Monday, April 03, 2006

April showers

click photo to enlarge
April is the cruelest month, breeding
Lilacs out of the dead land, mixing
Memory and desire, stirring
Dull roots with spring rain
T.S. Eliot, from "The Waste Land"


Even though I've sometimes been known to say that I'm only happy when I'm miserable, T.S. Eliot's view of April isn't mine. Perhaps it's because it's the month of my birthday. Such childhood things can colour our perceptions for a lifetime, and I've always looked forward to April, seeing it as a time of bounty, brightness and growth. As a month it seems to deliver what March falsely promises. Robert Browning's pining - "Oh to be in England, Now that April's there" - was perhaps coloured by his absence in Italy. However, it does sum up some of the charms of rural England in that spring month, particularly the way that life seems to thrust out of the earth having lain dormant for so long.
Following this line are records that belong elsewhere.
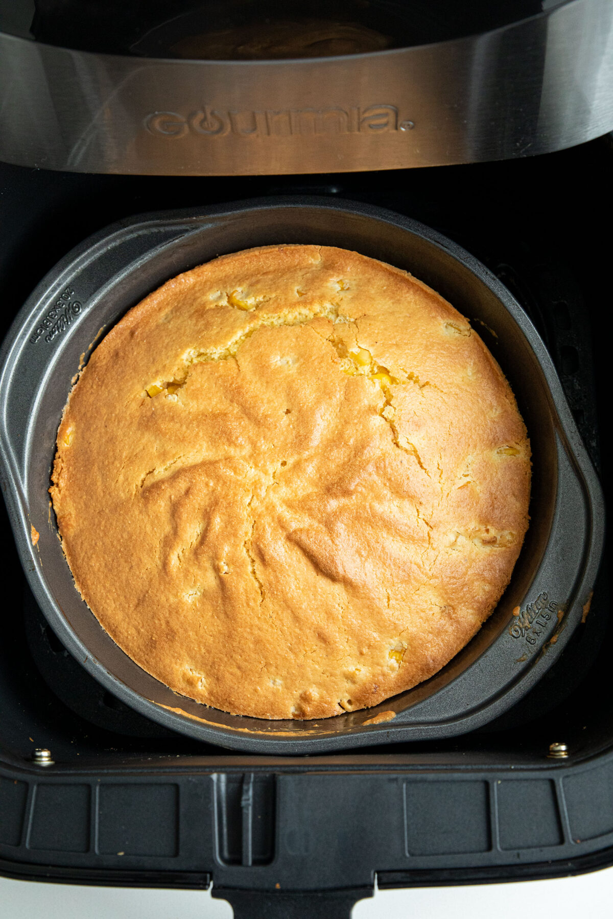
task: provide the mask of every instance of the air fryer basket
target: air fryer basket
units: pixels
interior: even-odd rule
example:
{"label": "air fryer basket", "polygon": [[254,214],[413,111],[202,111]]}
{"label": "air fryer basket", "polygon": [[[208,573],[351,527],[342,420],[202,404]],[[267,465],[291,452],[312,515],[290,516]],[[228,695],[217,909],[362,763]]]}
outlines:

None of these thoughts came to me yesterday when I went out to take some photographs in Fleetwood, Lancashire! The grinning weather forecasters predicted "April showers". But what I experienced were showers without the intervening gaps - in other words, constant rain! It was the sort of rain that wets you through, depresses you, takes the colour out of everything, and sends you home frustrated. Here is the only shot I took: a view, through the car windscreen, of Decimus Burton's Lower Lighthouse of 1840. The nearby tourist information signs, the distant sea and sky merging into one, all obscured by the water streaming down the glass, make an interesting location look very unappealing. I included the tourist signs for the sake of irony - "Don't come to Fleetwood", the picture seems to say!